State Farm is correct that Plaintiff's request for punitive damages and attorney's fees must also be taken into account when determining the amount in controversy in a case. See Guglielmino v. McKee Foods Corp., 506 F.3d 696, 700 (9th Cir. 2007) (noting that, among other things, any exemplary or punitive damages or attorney fees that are sought in the complaint are included in the calculation to determine the amount in controversy). "However, the mere possibility of a punitive damages award is insufficient to prove the amount in controversy requirement has been met." Welsh v. New Hampshire Ins. Co., 843 F.Supp.2d 1006, 1010 (D. Ariz. 2012). A defendant must present evidence that punitive damages will more likely than not exceed the amount needed to increase the amount in controversy to $75, 000. See McCaa v. Massachusetts Mut. Life Ins. Co., 330 F.Supp.2d 1143, 1149 (D. Nev. 2004). To establish that the punitive damages will more likely than not exceed the amount needed to increase the amount in controversy above $75, 000, a defendant must present evidence of probable punitive damages, for example, by introducing evidence of jury verdicts in analogous cases. Burk v. Med. Sav. Ins. Co., 348 F.Supp.2d 1063, 1069 (D. Ariz. 2004). Likewise, "for a court to consider attorneys' fees in its calculation of the amount in controversy, the defendant must provide factual support for its argument that such fees should be considered." McCaa, 330 F.Supp.2d at 1150.

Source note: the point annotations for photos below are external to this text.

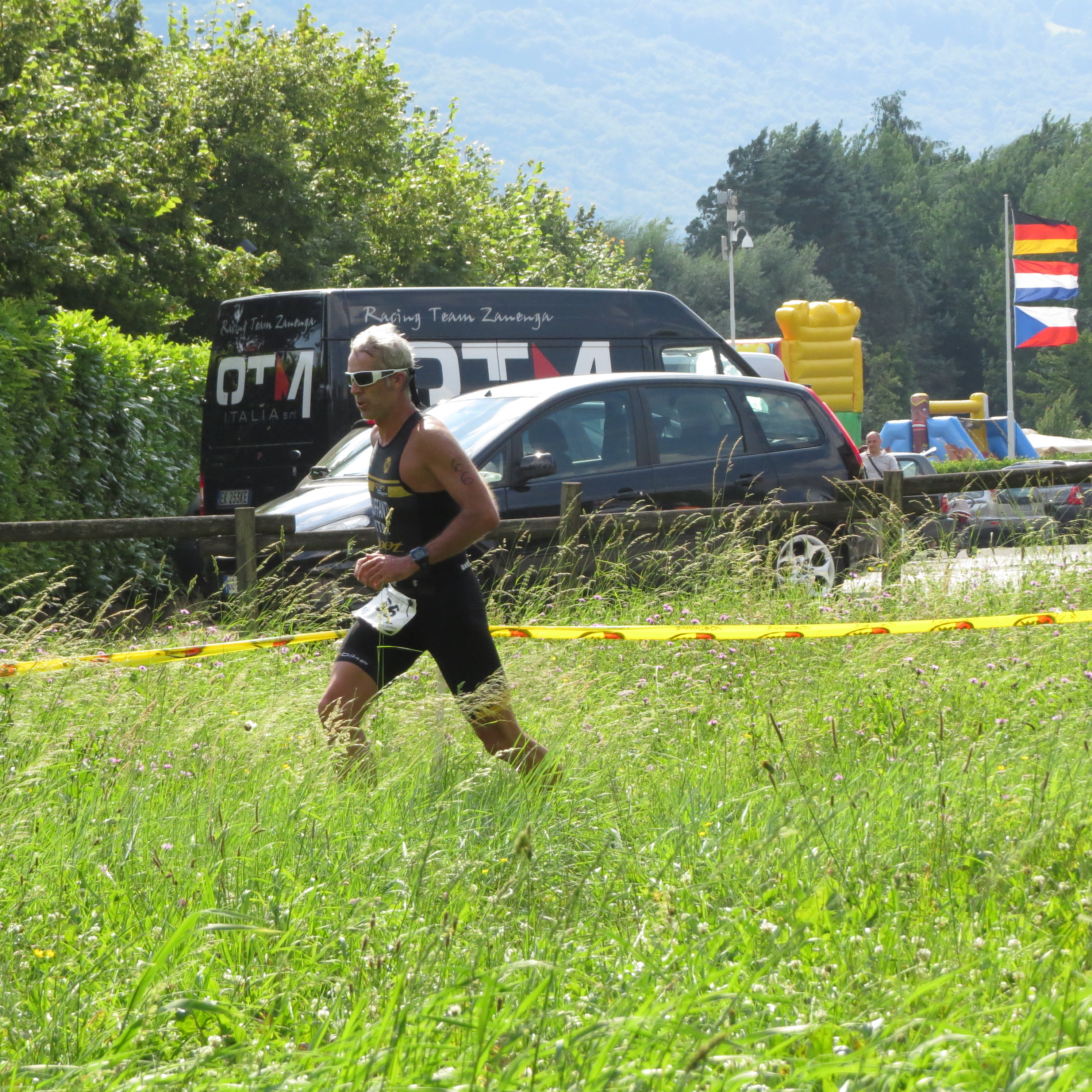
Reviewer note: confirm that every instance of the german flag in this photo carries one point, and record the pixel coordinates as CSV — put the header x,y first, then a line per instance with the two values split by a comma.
x,y
1035,235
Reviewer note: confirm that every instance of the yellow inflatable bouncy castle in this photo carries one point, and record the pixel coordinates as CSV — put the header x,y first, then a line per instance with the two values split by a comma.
x,y
819,351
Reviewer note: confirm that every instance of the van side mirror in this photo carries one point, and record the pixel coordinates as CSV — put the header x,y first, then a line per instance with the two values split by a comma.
x,y
541,465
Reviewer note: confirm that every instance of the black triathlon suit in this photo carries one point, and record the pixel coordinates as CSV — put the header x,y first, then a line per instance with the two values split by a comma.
x,y
450,620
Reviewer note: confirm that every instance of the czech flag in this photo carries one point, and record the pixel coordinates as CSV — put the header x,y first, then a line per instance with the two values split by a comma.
x,y
1045,326
1044,281
1034,235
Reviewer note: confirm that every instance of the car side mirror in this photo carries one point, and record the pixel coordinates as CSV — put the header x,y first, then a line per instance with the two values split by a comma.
x,y
541,465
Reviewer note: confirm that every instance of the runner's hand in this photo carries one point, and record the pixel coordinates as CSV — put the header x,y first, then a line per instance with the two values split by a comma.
x,y
378,569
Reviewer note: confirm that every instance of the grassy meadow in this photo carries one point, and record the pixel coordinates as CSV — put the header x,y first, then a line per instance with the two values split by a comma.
x,y
833,865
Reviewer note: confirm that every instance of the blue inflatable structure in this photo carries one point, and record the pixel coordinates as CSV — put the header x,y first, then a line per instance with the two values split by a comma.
x,y
951,442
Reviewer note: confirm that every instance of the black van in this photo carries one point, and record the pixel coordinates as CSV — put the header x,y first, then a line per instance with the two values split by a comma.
x,y
277,399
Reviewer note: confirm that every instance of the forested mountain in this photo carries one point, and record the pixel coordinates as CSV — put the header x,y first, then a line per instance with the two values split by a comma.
x,y
147,180
910,230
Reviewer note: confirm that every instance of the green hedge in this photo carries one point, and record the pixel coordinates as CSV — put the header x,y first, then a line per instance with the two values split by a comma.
x,y
93,424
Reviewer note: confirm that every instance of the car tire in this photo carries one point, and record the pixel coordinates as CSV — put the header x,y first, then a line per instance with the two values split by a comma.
x,y
806,557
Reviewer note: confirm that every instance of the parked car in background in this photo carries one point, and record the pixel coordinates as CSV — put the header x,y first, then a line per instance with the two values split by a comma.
x,y
1068,505
932,529
668,442
996,517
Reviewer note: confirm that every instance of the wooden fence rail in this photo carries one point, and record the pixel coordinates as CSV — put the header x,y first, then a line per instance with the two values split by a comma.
x,y
244,534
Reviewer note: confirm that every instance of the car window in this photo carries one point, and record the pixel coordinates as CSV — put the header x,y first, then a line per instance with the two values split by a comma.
x,y
493,469
474,423
592,436
784,420
693,359
693,423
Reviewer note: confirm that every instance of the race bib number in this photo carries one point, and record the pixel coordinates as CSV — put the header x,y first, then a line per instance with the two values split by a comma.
x,y
388,612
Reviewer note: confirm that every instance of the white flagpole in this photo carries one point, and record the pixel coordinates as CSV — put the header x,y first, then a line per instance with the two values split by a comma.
x,y
1008,335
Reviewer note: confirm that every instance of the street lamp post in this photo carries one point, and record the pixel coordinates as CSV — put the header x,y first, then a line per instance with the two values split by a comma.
x,y
735,219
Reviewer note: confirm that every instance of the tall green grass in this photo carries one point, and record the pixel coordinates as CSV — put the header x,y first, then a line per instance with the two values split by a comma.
x,y
802,864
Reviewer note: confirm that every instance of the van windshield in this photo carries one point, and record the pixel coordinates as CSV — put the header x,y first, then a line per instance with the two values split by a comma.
x,y
477,424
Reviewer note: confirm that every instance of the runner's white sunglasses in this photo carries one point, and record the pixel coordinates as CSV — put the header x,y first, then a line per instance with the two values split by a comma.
x,y
367,378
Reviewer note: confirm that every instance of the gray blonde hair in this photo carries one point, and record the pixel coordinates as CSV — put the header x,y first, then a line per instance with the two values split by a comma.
x,y
387,344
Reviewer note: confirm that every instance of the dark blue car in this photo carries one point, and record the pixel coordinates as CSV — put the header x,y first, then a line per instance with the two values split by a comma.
x,y
666,442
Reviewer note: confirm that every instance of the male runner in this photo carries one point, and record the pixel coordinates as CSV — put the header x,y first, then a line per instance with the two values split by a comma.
x,y
430,504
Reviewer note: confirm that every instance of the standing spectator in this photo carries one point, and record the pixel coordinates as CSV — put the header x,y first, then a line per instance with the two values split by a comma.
x,y
876,459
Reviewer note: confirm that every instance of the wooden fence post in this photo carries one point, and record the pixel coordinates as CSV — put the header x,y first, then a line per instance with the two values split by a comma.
x,y
246,549
569,528
892,524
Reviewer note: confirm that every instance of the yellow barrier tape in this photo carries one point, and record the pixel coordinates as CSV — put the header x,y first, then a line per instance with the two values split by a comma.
x,y
694,632
137,658
698,632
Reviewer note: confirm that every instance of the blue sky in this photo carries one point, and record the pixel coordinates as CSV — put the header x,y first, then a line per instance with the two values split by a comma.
x,y
634,106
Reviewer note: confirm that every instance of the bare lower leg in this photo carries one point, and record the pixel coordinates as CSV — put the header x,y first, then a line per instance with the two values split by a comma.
x,y
501,735
347,696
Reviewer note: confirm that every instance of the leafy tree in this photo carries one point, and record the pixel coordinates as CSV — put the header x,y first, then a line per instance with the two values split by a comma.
x,y
1060,419
132,172
101,171
826,192
773,271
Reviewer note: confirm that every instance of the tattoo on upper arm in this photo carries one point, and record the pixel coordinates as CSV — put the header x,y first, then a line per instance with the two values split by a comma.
x,y
465,476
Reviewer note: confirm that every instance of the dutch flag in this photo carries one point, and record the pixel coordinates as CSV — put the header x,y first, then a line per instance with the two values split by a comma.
x,y
1045,326
1037,281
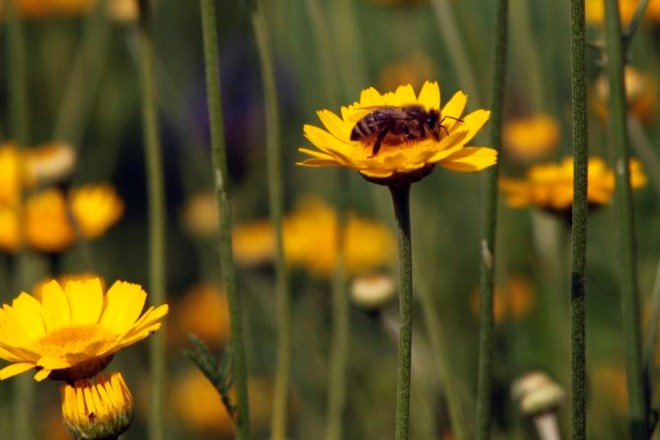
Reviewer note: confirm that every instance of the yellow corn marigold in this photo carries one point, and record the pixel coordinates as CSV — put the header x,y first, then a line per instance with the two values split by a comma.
x,y
398,138
73,331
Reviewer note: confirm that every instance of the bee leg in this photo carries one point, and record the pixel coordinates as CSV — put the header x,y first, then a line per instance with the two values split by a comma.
x,y
379,140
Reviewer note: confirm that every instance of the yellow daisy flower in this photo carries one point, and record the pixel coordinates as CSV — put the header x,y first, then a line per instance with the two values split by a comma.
x,y
47,224
73,332
532,137
101,410
550,186
404,141
95,208
641,93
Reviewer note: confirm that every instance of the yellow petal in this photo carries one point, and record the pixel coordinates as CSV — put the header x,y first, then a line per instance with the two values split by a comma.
x,y
471,159
86,299
335,125
405,95
14,369
454,108
429,96
124,302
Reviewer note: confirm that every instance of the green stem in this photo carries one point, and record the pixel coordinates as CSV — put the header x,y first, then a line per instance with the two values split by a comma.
x,y
276,190
84,77
487,267
401,201
218,151
454,44
156,209
340,343
623,206
579,222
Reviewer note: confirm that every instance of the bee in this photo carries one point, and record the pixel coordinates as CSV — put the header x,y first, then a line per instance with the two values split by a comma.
x,y
390,125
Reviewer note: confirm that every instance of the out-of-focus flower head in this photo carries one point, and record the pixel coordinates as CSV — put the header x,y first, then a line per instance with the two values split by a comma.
x,y
73,331
641,93
595,11
212,418
95,208
530,138
23,169
310,240
414,69
387,151
550,186
50,223
97,411
373,291
120,10
203,311
514,300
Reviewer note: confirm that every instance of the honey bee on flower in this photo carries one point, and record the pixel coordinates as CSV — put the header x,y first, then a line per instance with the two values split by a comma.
x,y
398,137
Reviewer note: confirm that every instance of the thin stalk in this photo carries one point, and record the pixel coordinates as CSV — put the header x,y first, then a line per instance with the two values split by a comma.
x,y
84,77
454,44
156,209
219,156
340,342
401,201
276,201
18,115
579,222
638,399
487,266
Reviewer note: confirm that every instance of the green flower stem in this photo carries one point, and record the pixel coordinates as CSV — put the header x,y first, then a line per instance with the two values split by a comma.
x,y
454,44
218,151
276,190
487,267
579,222
401,201
156,208
623,206
84,77
18,115
340,343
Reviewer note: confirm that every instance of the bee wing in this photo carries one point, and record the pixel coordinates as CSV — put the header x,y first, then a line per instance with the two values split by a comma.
x,y
359,112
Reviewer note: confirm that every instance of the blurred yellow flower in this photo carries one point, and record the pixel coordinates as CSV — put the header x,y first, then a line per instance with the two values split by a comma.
x,y
514,301
595,11
414,69
310,234
212,418
550,186
531,137
73,332
47,224
200,214
641,93
398,138
203,311
310,240
96,411
122,10
95,208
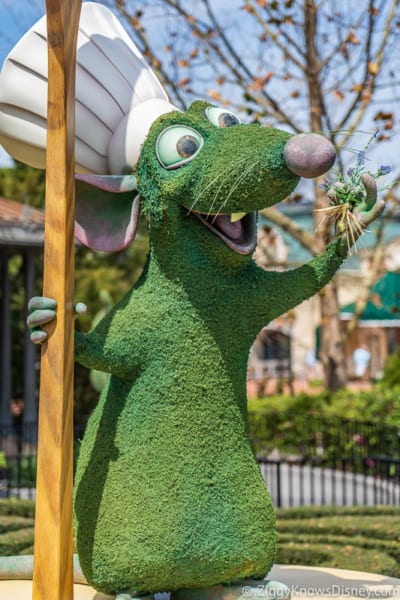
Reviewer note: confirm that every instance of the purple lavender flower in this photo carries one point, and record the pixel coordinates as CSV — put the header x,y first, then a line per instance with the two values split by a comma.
x,y
383,170
361,157
325,184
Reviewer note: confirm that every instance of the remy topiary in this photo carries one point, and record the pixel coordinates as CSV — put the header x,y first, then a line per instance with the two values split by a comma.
x,y
168,496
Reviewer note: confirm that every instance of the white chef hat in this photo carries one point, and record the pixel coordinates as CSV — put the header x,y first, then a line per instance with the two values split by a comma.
x,y
118,96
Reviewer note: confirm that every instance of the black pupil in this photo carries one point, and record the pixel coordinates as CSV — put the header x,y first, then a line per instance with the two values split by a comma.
x,y
227,120
187,146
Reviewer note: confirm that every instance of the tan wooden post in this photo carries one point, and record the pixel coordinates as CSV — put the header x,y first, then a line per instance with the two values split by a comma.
x,y
53,554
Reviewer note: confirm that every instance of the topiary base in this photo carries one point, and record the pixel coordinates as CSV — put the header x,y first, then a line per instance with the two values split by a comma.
x,y
22,590
303,582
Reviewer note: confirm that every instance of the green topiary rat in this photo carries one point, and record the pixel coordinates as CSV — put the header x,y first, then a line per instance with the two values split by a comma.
x,y
168,495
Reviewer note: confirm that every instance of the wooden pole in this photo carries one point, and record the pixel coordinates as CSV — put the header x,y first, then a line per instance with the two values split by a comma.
x,y
53,554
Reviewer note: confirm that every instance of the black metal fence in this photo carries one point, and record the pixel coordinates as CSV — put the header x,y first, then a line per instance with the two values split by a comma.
x,y
300,483
305,461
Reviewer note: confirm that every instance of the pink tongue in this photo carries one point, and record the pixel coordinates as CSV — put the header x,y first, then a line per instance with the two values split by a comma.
x,y
232,230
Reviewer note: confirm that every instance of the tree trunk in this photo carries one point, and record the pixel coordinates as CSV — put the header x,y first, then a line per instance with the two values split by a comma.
x,y
332,350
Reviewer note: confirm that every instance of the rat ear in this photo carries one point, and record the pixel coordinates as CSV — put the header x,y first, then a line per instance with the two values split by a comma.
x,y
106,213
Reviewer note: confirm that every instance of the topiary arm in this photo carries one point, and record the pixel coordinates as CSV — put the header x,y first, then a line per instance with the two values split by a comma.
x,y
286,290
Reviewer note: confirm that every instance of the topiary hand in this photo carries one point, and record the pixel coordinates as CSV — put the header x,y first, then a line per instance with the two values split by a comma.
x,y
43,310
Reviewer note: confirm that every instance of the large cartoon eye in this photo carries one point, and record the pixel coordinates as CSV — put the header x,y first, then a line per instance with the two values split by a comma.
x,y
178,145
219,117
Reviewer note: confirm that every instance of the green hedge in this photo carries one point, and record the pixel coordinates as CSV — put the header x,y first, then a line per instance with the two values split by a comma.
x,y
358,538
327,425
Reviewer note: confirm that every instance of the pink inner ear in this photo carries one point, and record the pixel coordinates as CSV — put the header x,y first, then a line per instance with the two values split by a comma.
x,y
103,235
105,221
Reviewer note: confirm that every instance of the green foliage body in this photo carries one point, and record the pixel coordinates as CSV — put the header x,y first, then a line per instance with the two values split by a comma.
x,y
168,494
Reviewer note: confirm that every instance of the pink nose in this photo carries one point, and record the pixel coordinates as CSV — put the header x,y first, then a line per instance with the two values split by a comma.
x,y
309,155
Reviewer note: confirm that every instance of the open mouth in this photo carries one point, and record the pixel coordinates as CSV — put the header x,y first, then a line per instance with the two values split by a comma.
x,y
238,232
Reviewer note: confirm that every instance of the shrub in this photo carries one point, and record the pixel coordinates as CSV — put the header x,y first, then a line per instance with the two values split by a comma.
x,y
358,538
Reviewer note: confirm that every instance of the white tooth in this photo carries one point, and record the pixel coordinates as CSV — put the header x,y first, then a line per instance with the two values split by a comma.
x,y
237,216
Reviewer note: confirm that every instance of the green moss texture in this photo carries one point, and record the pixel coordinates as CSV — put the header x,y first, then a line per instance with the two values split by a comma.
x,y
168,494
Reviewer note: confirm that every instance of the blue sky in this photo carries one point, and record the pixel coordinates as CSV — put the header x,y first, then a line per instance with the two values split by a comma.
x,y
16,16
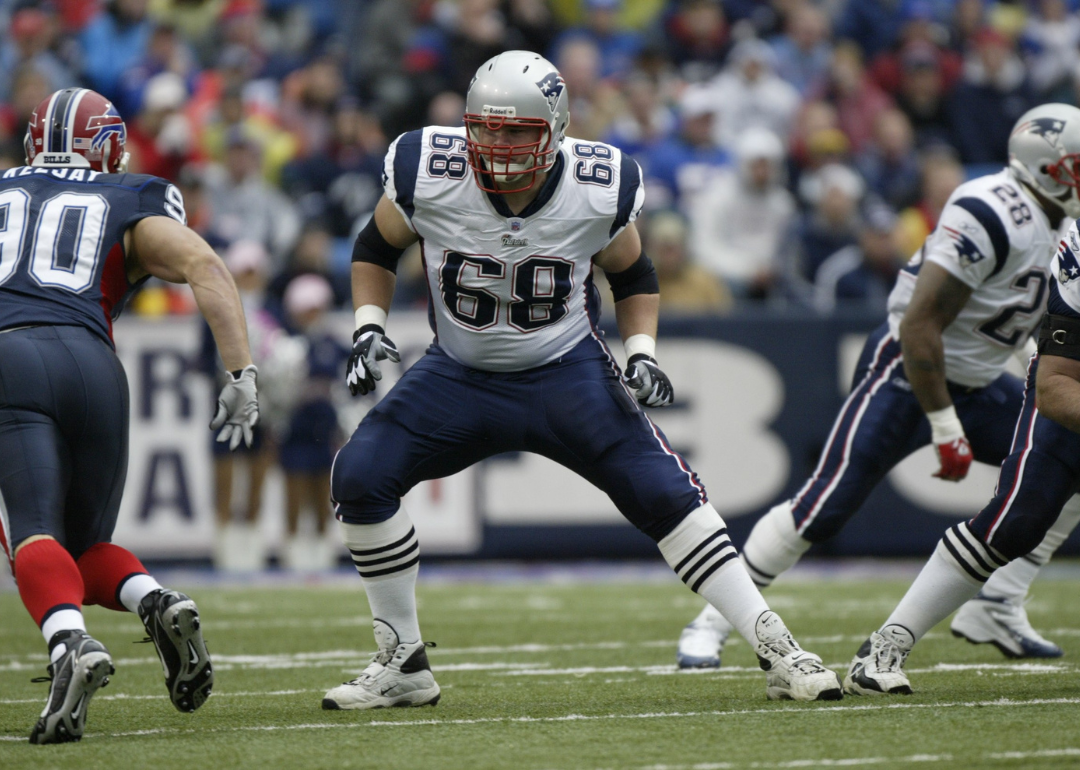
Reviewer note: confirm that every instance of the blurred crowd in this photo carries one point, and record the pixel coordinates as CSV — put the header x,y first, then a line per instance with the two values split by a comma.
x,y
796,152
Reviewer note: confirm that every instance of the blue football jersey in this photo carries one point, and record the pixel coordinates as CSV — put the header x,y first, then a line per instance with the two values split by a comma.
x,y
62,257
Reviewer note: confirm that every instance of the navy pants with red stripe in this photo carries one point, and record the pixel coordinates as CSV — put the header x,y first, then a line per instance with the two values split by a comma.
x,y
1037,478
881,422
64,417
443,417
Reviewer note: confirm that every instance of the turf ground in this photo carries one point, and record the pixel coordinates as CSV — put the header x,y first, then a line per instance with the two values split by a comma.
x,y
551,674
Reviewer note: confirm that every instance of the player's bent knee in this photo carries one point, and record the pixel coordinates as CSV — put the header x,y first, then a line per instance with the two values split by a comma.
x,y
27,541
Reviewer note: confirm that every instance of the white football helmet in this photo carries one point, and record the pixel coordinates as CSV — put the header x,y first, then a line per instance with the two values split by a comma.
x,y
1044,153
515,89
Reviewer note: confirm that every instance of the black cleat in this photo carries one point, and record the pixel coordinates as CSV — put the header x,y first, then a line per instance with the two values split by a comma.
x,y
172,621
83,669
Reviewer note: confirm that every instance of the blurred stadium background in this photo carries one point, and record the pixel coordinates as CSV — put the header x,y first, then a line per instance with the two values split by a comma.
x,y
796,152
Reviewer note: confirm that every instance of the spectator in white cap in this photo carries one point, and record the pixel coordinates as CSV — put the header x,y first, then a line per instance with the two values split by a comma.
x,y
741,216
160,138
677,170
833,194
309,427
862,274
750,94
238,545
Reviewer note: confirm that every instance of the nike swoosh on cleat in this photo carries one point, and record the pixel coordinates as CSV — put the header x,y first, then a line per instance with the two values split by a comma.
x,y
78,706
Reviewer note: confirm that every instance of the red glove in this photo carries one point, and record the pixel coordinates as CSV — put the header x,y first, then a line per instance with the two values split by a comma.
x,y
955,457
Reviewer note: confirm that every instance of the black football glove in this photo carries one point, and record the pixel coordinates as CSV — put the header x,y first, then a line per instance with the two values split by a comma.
x,y
369,346
650,386
238,408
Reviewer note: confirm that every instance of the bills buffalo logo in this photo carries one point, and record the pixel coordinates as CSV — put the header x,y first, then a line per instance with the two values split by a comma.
x,y
967,252
1068,269
552,86
1049,129
107,125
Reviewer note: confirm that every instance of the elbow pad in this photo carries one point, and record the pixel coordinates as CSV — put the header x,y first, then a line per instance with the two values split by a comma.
x,y
1060,335
639,278
373,247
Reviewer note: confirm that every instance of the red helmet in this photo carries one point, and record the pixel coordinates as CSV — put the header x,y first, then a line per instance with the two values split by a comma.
x,y
77,129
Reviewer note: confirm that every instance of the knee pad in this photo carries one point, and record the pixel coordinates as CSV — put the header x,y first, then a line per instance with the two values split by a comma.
x,y
1058,534
360,492
773,545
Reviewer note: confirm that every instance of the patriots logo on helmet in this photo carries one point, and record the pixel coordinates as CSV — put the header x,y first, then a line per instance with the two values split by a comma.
x,y
552,89
1068,268
966,248
1049,129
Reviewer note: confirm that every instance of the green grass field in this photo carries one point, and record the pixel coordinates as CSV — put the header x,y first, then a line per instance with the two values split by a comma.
x,y
551,675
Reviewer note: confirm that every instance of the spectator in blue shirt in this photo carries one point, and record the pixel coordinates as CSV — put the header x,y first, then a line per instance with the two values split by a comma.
x,y
618,46
680,166
802,53
994,93
890,165
112,42
862,275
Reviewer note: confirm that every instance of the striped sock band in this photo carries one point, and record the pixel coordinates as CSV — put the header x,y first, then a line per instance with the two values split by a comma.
x,y
395,556
698,548
963,549
388,558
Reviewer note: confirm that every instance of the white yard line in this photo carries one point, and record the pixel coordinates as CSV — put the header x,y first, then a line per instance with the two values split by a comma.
x,y
804,712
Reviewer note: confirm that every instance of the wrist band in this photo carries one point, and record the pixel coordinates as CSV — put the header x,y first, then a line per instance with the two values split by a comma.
x,y
370,314
945,427
640,343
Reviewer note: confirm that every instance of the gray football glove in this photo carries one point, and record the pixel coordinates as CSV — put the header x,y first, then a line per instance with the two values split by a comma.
x,y
650,386
238,408
369,346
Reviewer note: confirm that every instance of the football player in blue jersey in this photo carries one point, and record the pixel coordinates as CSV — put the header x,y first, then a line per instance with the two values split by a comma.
x,y
934,374
77,233
1039,476
511,215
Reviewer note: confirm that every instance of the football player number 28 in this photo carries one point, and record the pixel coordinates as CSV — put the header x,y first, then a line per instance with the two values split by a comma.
x,y
540,287
66,240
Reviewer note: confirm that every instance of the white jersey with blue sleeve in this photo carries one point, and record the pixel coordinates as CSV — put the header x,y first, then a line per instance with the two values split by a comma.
x,y
996,239
1065,268
510,292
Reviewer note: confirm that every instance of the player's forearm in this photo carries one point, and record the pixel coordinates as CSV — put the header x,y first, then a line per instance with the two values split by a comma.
x,y
637,314
1057,395
219,304
372,285
925,365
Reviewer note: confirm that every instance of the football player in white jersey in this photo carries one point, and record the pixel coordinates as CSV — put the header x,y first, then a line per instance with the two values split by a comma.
x,y
511,216
968,300
1036,480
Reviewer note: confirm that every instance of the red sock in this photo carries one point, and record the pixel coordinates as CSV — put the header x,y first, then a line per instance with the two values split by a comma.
x,y
105,567
48,579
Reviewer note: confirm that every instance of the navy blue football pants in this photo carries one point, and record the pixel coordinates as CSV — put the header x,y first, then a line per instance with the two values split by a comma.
x,y
881,422
1038,477
63,436
443,417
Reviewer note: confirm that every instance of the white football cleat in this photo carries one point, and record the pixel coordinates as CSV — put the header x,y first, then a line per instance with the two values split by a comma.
x,y
84,667
877,669
399,675
792,674
701,642
1000,622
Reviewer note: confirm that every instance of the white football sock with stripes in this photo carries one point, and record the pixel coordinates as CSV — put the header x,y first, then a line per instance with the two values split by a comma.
x,y
703,557
955,572
388,558
1013,581
773,545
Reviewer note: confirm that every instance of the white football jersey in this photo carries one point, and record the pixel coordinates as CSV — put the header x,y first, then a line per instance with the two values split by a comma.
x,y
993,237
1065,268
510,293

Here, State Farm has failed to provide any information establishing that the amount sought in attorneys' fees or punitive damages would result in the amount in controversy exceeding the statutorily required amount. Instead, State Farm supports it contention that these damages will push the amount in controversy over the jurisdiction amount by hypothesizing that "[i]f Plaintiff seeks to punish' a large corporation like State Farm[, ] then clearly an amount in excess of $75, 000.00 would be requested by Plaintiff." (Resp. to OSC 7:14-17, ECF No. 21). Such unsubstantiated speculation, however, is not evidence that punitive damages and attorneys' fees will more likely than not cause the amount in controversy to exceed $75, 000.

For these reasons, State Farm has failed to carry its burden of proving by a preponderance of the evidence that the amount in controversy exceeds $75, 000. Accordingly, this Court lacks subject matter jurisdiction under 28 U.S.C. § 1332 and the case must be remanded to state court.


IT IS HEREBY ORDERED that this case is hereby remanded to the Eighth Judicial District Court. The Clerk of the Court shall remand this case back to state court and thereafter close this court's case.